Gregersen has developed what he calls a “question burst” methodology. In traditional brainstorming—the kind that focuses on generating answers—group dynamics and social anxiety can hinder original thinking and stifle the voices of introverted members. But question burst methodology, by design, prompts people to depart from their usual habits of social interaction. It creates a safe space for anyone, including a quieter person, to offer a different perspective. Because a question burst doesn’t demand that anyone instantly assert a point of view, people often feel more comfortable speaking up. The sole focus on questions also suspends (in some, but not all; especially not leaders) the automatic rush to provide an answer—and ultimately helps expand the problem space for deeper exploration.

According to Gregersen, about 80% of the time, the first question burst produces at least one question that usefully reframes the problem and provides a new angle for solving it. These questions are then used to seed a second question burst, and so on.

The result, he suggests, is a sense of enlightenment, of understanding a problem or issue in such a way that you can apply an enlightened, pragmatic solution or approach to it.

Donald: I don’t know if churches would describe themselves as providing solutions to life, but they do tend to be uncomfortable with difficult questions, because their identities rest on providing answers. Where Scripture doesn’t seem to provide ready answers to the difficult questions, churches endeavor to fill the gap.

David: The Pew polling organization makes a business of asking questions about life. They are designed to elicit measurable, empirical data that are hard to dispute. You can’t really argue with “9 out of 10 people said they Surf washes whiter than Tide” if the questions have passed rigorous scientific muster for bias and validity. They can even delve into our psychology. But Pew does not ask the difficult—the existential—questions. It does not ask: “Where are you?” (except in the mundane sense of physical location). Why not? What is the difference between the questions Pew asks and the ones it never asks? Is it the same as the difference between the questions churches tolerate and the ones they don’t tolerate?

KB: A solution is a response to a problem. An answer is a response to a direct question. “I am KB” is an answer to “Who are you?” but it is not a solution to anything. Some questions answer themselves, eventually, if you persist in asking them. As a teacher I use questions to gauge a class’s understanding of my lesson. Sometimes, my question itself makes me realize that I might not have covered the subject adequately, and it gives me an opportunity to remedy the deficit. Questions are vital for growth.

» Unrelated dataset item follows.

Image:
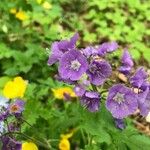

But questions also have a relationship with power. People in authority tend not to like questions that challenge their authority. Yet they can help the authority gauge how well they are governing. They can help churches gauge how well they are meeting their congregations’ spiritual needs.

Donald: Questions can be asked to move someone along on a journey to a place the questioner wants them to go. Or they can be designed to exercise the mind of the questioner in the course of the journey.

Churches are powerful. We tend to pay heed to answers provided by the powerful–by any powerful people, including even Hollywood stars with no deep knowledge of a topic in question.

David: There is laudable humility in the teacher who gauges, through her questions, how well (or not) her students are absorbing the lesson she is trying to teach them. Humility and empathy seem to me to be desirable and beneficial traits in a good leader/authority/power. Gregersen notes that the most difficult part of his methodology is preventing leaders from providing answers the moment their subordinates ask them in a question burst session. To such leaders, the ready answer is a badge of authority. But the result is bad leadership, bad answers, bad decisions.

Donald: Ultimately we expect our doctors to have answers, not questions. And they need to be sure answers, not honestly doubtful ones. They need to be solutions to our health problem.

Don: Is the doctor’s authority different in some way from the authority of the pastor, the husband, the wife, the teacher, the institution, and so on?

David: Weekly meetings of the Jehovah’s Witnesses feature questions prominently. The questions are a mix of existential and pragmatical, and the answers all cite specific passages in the Bible as the authority. But the Scripture is interpreted by the leadership at Bethel and the answers are thus mediated by the leadership before Q and A are published in the Watchtower magazine so the membership can read the questions and learn the authoritative and authorized answers in preparation for being asked the questions aloud during their meeting. Congregants vie to answer each question—there is always a rapid show of hands when each question is asked from the podium. It is like a test.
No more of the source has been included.